Missing features, functionalities…
- Everybody has a favorite item, ie, the list tends to infinite…
- W3C is a standardization body, and has to look at where a consensus can be found
Rules
- OWL-DL and OWL-Lite are based on Description Logic; there are things that DL cannot express
- a well known examples is Horn rules (eg, the “uncle” relationship):
- (P1 ∧ P2 ∧ …) → C
- e.g.: for any «X», «Y» and «Z»: “if «Y» is a
parent of «X», and «Z» is a brother of «Y» then «Z» is the
uncle of «X»”
- there are a number of attempts to combined these: RuleML,
SWRL,
cwm, …
- There is also an increasing number of rule-based system that want to interchange rules
- a new type of data (potentially) on the Web to be interchanged…
Some typical use cases
- Negotiate eBusiness contracts across platforms: supply vendor-neutral representation of your business rules so that others may find you
- Describe privacy requirements and policies, and let clients “merge” those (e.g., when paying with a credit card)
- Medical decision support, combining rules on diagnoses, drug prescription conditions, etc,
- Extend RDFS (or OWL) with rule-based statements (e.g., the uncle example)
In the real World…
- Rule based systems can be very different
- different rule semantics (based on various type of model theories, on proof systems, etc)
- production rule systems, with procedural references, state transitions, etc
RIF “core”: only partial interchange
- Specification of the “core” is the first step
- It also forms a logic language to be used, eg, with OWL, RDF, XML data, …
RIF “variants”
Possible variants: F-logic, production rules, fuzzy logic systems, …; none of these have been finalized yet
“Light” ontologies
- For a number of applications RDFS is not enough, but even OWL Lite is too much
- There may be a need for a “light” version of OWL, just a few extra possibilities v.a.v. RDFS
- There are a number of proposals, papers, prototypes around: RDFS++, OWL Feather, pD*,…

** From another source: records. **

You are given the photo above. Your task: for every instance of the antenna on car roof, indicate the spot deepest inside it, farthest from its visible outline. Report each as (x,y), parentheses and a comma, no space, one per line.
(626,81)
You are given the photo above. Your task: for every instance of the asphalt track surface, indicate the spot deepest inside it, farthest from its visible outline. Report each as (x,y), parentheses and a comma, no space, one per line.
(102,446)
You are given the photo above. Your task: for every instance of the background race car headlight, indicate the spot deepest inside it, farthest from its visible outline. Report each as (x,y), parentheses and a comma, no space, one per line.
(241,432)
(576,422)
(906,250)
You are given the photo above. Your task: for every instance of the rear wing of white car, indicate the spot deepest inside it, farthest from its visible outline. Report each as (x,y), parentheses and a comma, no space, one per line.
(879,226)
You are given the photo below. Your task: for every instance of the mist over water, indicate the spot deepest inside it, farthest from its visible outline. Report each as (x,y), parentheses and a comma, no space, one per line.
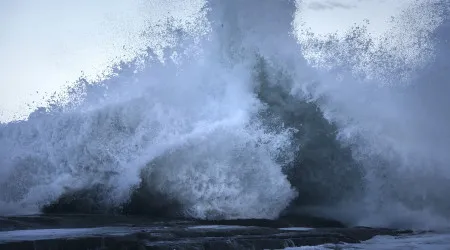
(235,113)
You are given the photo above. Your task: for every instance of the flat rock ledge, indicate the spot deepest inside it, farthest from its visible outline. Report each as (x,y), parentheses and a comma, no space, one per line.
(80,232)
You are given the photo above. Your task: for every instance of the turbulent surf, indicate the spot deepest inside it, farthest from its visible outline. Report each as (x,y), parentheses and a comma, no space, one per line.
(239,112)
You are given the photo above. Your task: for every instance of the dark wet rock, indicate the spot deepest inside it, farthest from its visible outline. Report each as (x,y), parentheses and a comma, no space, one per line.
(126,232)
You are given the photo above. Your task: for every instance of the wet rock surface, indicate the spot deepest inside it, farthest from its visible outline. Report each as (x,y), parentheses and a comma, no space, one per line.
(127,232)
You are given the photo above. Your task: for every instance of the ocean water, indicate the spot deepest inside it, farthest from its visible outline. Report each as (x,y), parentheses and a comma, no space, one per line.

- pD*, for example, has property characterization (symmetric, transitive, inverse),
class and property equivalence, and property restrictions with some or all values
- This might consolidate in the coming years
Other items…
- Fuzzy logic
- look at alternatives of Description Logic based on fuzzy logic
- alternatively, extend RDF(S) with fuzzy notions
- Probabilistic statements
- have an OWL class membership with a specific probability
- combine reasoners with Bayesian networks
- Security, trust, provenance
- combining cryptographic techniques with the RDF model, sign a portion of the graph, etc
- Ontology merging, alignment, term equivalences, versioning, development, …
- etc
(Need a new PhD topic?)
A major problem: messaging
- Some of the messaging on Semantic Web has
gone terribly wrong . See these statements:
- “the Semantic Web is a reincarnation of Artificial Intelligence on the Web”
- “it relies on giant, centrally controlled ontologies for "meaning" (as opposed to
a democratic, bottom–up control of terms)”

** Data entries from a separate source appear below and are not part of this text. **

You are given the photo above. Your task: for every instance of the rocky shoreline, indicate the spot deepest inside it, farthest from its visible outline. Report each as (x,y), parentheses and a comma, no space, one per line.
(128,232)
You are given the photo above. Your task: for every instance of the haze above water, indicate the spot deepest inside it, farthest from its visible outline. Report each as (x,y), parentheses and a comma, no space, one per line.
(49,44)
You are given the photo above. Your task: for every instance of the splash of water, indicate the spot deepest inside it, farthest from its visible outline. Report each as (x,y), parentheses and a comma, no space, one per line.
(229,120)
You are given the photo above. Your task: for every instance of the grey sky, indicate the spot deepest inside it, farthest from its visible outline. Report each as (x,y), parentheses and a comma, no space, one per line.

- “one has to add metadata to all Web pages, convert all relational databases, and XML data to
use the Semantic Web”
- “it is just an ugly application of XML”
- “one has to learn formal logic, knowledge representation techniques, description logic, etc,
to use it”
- “it is, essentially, an academic project, of no interest for industry”
- …
- Some simple messages should come to the fore!
RDF ≠ RDF/XML!
-
RDF is a model, and RDF/XML is only one possible serialization thereof
- lots of people prefer, for example, Turtle
- a good percentage of the tools have Turtle parsers, too!
- The model is, after all, simple: interchange format for Web resources.
That is it !
RDF ≠ RDF/XML! (cont.)
- RDF/XML is indeed a very complex serialization format
- Certainly not the nicest possible XML application
- good to know that it was created when XML was not yet final…
- Again: it is only syntactic sugar!
- One has to emphasize: RDF is not an XML application!
RDF is not that complex…
- Of course, the formal semantics of RDF is complex
- But the average user should not care, it is all “under the hood”
- how many users of SQL have ever read its formal semantics?
- it is not much simpler than RDF…
-
People should “think” in terms of graphs, the rest is syntactic sugar!
Semantic Web ≠ Ontologies on the Web!
- Formal ontologies (like OWL) are important, but use them only when necessary
- you can be a perfectly decent citizen of the Semantic Web if you do not use Ontologies, not even RDFS…
- remember the “light ontologies” issue?
SW Ontologies ≠ some central, big ontology!
- The “ethos” of the Semantic Web is on sharing, ie, sharing ontologies (small or large)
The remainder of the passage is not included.